À travers la mire déformée par la bulle du cockpit, il vit la première gozbum s’écraser derrière le port de la cité puis, dans une détonation hérissant le poil, les colonnes de flammes illuminèrent la tombée de la nuit.
L’Urobosswald avait lancé la première offensive. Cette forteresse navale qui n’avait pas besoin d’approcher la terre ferme mènerait le siège depuis le centre de l’estuaire. Ses réserves de munitions étaient suffisantes pour détruire Tabantz et au-delà.
Kalah se demanda même s’il était utile, au présage de cette victoire rapide, d’accoster.
– Mon Meid’Larj, restons-nous sur les ordres ? demanda le copilote à sa droite.
Kalah souriait, mais la vue des grands obusiers inanimés dans les hauteurs de la capitale le rendait perplexe. Entre la levée de ce mur et la sensation que l’archipel bougeait, il ne fallait pas sous-estimer ces armes en sommeil.

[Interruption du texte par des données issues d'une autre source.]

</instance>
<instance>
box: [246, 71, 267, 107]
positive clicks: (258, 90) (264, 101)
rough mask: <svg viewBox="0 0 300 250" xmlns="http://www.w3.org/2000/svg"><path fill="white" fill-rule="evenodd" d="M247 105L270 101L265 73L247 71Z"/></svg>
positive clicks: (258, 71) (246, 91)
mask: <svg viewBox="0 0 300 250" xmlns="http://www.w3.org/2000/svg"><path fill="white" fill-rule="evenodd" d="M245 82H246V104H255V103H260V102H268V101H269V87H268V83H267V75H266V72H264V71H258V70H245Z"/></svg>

De sa main droite il lâcha la barre et la plongea dans sa cape afin de trifouiller la poche de son pantalon de cuir. Il en sortit deux gélules, blanches d’un côté, bleues de l’autre.
La médecine d’Alixen serait son meilleur allié.
Il releva le menton et secoua la tête pour remettre ses nattes rouges vers l’arrière. Kalah savait que ses leurres allaient fonctionner. Il était paré à toute éventualité, que ce soit la vaillance des adversaires ou l’arrivée des anges.
– Nous restons sur les ordres, préparez les croiseurs.